GDDR6 Rowhammer : une voie directe vers la mémoire hôte
Les travaux publiés sous l’initiative gddr.fail décrivent deux vecteurs, GDDRHammer et GeForge, qui martèlent des rangées GDDR6 jusqu’à provoquer des inversions de bits. Une fois les tables de pages GPU altérées, le mapping mémoire dévie et l’accès à la mémoire CPU devient possible, avec compromission complète de la machine.

Les démonstrations publiques ont été réalisées sur une GeForce RTX 3060 et un GPU workstation Ampere.
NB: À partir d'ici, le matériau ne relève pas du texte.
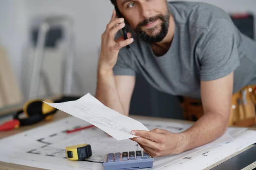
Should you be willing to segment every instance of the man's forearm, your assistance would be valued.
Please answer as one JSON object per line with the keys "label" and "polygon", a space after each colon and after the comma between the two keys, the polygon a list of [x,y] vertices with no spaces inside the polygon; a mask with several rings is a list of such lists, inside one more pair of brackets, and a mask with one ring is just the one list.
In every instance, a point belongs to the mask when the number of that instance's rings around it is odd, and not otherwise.
{"label": "man's forearm", "polygon": [[99,70],[97,76],[96,97],[107,107],[127,115],[120,99],[113,71]]}
{"label": "man's forearm", "polygon": [[204,114],[189,129],[180,133],[180,151],[208,143],[221,136],[227,130],[228,120],[220,114]]}

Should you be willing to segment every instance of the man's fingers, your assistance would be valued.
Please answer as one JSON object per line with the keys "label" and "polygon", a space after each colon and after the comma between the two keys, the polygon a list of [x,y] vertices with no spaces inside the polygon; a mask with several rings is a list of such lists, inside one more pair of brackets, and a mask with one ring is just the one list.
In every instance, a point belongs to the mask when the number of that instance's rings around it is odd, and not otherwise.
{"label": "man's fingers", "polygon": [[[127,37],[128,37],[128,38],[131,38],[131,33],[130,32],[127,33]],[[125,40],[125,38],[124,37],[124,36],[121,36],[119,38],[115,40],[115,41],[116,41],[116,43],[118,43],[120,41],[124,41],[124,40]]]}
{"label": "man's fingers", "polygon": [[109,32],[108,32],[108,35],[111,37],[114,36],[116,34],[119,30],[124,28],[125,26],[125,23],[122,23],[119,24],[109,31]]}
{"label": "man's fingers", "polygon": [[108,32],[110,30],[112,29],[114,27],[115,27],[117,24],[123,23],[125,21],[125,19],[123,18],[116,18],[111,21],[107,25],[106,31]]}
{"label": "man's fingers", "polygon": [[131,139],[138,143],[140,146],[148,147],[157,152],[159,150],[160,147],[157,143],[141,137],[136,137]]}
{"label": "man's fingers", "polygon": [[141,146],[141,147],[142,147],[143,149],[144,149],[144,150],[147,153],[148,153],[148,154],[152,158],[157,157],[158,155],[158,154],[157,152],[156,152],[155,150],[153,150],[150,147],[145,146]]}
{"label": "man's fingers", "polygon": [[[132,133],[133,132],[134,132],[135,134]],[[162,134],[157,133],[150,131],[140,130],[132,130],[131,133],[137,136],[142,137],[144,138],[156,142],[162,142],[161,139],[165,137]]]}
{"label": "man's fingers", "polygon": [[125,41],[120,41],[115,45],[114,49],[116,50],[119,50],[122,48],[131,44],[133,41],[134,39],[132,38],[129,38]]}
{"label": "man's fingers", "polygon": [[115,10],[113,10],[113,11],[112,12],[112,15],[111,17],[111,20],[110,20],[110,21],[113,21],[115,18],[116,18],[116,11]]}

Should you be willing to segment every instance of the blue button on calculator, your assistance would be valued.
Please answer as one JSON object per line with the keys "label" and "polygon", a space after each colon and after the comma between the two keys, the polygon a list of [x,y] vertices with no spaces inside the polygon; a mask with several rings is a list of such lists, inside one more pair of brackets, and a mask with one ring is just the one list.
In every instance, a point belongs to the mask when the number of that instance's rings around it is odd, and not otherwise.
{"label": "blue button on calculator", "polygon": [[145,151],[109,153],[102,165],[105,170],[131,170],[153,167],[154,159]]}

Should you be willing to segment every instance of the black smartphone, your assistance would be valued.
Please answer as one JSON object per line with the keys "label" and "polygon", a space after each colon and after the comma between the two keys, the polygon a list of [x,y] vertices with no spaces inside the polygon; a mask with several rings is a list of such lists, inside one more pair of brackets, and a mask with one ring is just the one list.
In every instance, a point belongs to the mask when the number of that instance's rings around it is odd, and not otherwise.
{"label": "black smartphone", "polygon": [[[118,8],[116,6],[115,6],[115,9],[116,10],[116,15],[117,15],[117,17],[118,17],[119,18],[123,18],[123,16],[122,15],[122,14],[121,14],[120,11],[119,11]],[[127,37],[127,31],[126,31],[125,26],[124,28],[122,28],[122,30],[123,32],[123,35],[124,36],[125,40],[127,40],[128,39],[128,37]],[[130,48],[130,45],[126,45],[126,48],[128,49]]]}

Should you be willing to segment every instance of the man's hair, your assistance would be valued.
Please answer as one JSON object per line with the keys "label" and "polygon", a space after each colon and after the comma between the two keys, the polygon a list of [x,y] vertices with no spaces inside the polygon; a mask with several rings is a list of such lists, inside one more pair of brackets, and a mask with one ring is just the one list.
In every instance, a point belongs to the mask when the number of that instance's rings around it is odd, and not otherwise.
{"label": "man's hair", "polygon": [[114,6],[116,5],[116,0],[110,0],[111,3]]}

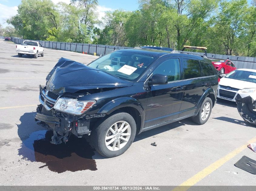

NVIDIA avait précédemment pointé la RTX A6000 (GDDR6) dans un avis sécurité, et les auteurs indiquent que presque toutes les RTX A6000 testées demeurent vulnérables dans des réglages réalistes.
Les limites rapportées précisent qu’aucun bit flip n’a été observé sur des échantillons de RTX 3080, RTX 4060, RTX 4060 Ti et RTX 5050. Le papier GDDRHammer ne trouve pas non plus de flips induits sur des Ada RTX 6000 testées et suggère que la GDDR6X embarque des contre-mesures plus robustes que la GDDR6.

NVIDIA indique de son côté que les GPU en GDDR7, dont la série GeForce RTX 50, intègrent un ECC on-die qui aide indirectement contre Rowhammer. Les RTX 50 ne sont donc pas confirmées comme affectées par ces travaux.
Mitigations, portée et contraintes
L’activation de l’ECC via la ligne de commande est citée à la fois par gddr.fail et NVIDIA comme mesure d’atténuation. En pratique, cela réduit la mémoire utilisable et impacte les performances, un compromis peu désirable pour une machine de jeu.

Le périmètre des modèles affectés n’est pas homogène : les attaques publiées ciblent la RTX 3060 et des cartes Ampere pro, alors que les RTX 3080/4060/4060 Ti et certaines Ada RTX 6000 n’ont pas montré de flips induits lors des tests. La robustesse apparente de la GDDR6X et l’ECC on-die de la GDDR7 dessinent une ligne de défense matérielle plus tangible sur les générations récentes.
Pour les environnements sensibles exploitant des GPU GDDR6 sans ECC effectif, la sévérité est élevée : la corruption des tables de pages GPU suffit pour briser l’isolation et atteindre la RAM hôte. Côté grand public, l’arbitrage se fait entre risque théorique et coût pratique de l’ECC, en attendant d’éventuels microcodes, pilotes ou choix mémoire plus résistants.